Cerita dari perempuan Indonesia yang bermukim di Tuscany, Italia yang sengaja pulkam demi mengikuti Reuni 212 ini. Sayang, ia tidak kebagian hotel di sekitaran Monas, padahal sudah mem-booking-nya sejak seminggu sebelumnya.

Air mata kembali mengalir. Sungguh melihat Monas menjadi ‘putih’ oleh jutaan orang berpakaian putih. Keharuan membuncah di dalam dada, saya merasakan kekuatan luar biasa yang bersatu. Setelah shalat tahajud bersama pukul 03.00 WIB, saya juga mengikuti kegiatan shalat subuh bersama. Kami melantunkan dzikir. Hingga mendengarkan tausiah dari sejumlah ulama, hingga kehadiran Gubernur DKI Jakarta dan capres nomor urut dua, Prabowo Subianto.

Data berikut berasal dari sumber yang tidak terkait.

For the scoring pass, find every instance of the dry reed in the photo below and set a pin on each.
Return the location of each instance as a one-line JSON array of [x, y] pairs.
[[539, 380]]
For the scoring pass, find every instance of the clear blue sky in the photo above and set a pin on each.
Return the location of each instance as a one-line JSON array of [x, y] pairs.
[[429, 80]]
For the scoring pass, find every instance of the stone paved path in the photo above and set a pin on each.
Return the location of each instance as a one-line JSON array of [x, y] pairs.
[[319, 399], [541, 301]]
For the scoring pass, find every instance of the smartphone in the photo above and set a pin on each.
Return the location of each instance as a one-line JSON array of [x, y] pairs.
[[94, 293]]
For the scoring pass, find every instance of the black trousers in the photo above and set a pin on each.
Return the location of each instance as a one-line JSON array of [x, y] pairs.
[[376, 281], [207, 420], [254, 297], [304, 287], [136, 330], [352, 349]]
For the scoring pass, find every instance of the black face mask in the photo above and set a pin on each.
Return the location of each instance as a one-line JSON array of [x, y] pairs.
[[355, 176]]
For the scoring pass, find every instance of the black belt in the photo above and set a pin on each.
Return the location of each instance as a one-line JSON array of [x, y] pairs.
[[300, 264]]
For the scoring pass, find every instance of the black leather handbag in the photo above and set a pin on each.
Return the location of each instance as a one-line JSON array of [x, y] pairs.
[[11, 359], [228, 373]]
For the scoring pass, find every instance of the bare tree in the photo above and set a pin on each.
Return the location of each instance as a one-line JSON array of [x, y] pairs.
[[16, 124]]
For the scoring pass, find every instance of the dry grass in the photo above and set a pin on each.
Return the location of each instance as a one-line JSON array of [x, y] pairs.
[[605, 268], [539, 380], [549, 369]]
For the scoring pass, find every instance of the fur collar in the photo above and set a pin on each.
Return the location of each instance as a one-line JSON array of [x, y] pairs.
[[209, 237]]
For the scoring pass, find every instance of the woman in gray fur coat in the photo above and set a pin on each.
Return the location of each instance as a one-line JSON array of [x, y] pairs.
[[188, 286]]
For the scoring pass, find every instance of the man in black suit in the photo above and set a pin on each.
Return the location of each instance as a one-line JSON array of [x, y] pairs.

Kehadiran keduanya disambut antusias peserta aksi. Lagi-lagi, mereka menyerukan takbir, “Allahu Akbar, Allahu Akbar, Allahu Akbar”.

Acara selesai hingga pukul 12.00 WIB. Ketika mengikuti aksi tersebut, hati ini semakin terenyuh manakala melihat kaum disabilitas yang rela datang jauh-jauh dari luar kota. Bahkan, ada penyandang disabilitas dari Rangkas Bitung, Banten, yang datang sampai merangkak demi mengikuti aksi ini.

Dari kejauhan terlihat ratusan penyandang disabilitas berjalan bersama, sambil memegang bahu temannya menuju shaf paling depan dekat panggung utama. Lantunan shalawat dan dzikir terucap dari bibir mereka. Sungguh indah. Lagi-lagi saya tidak bisa menahan air mata ini.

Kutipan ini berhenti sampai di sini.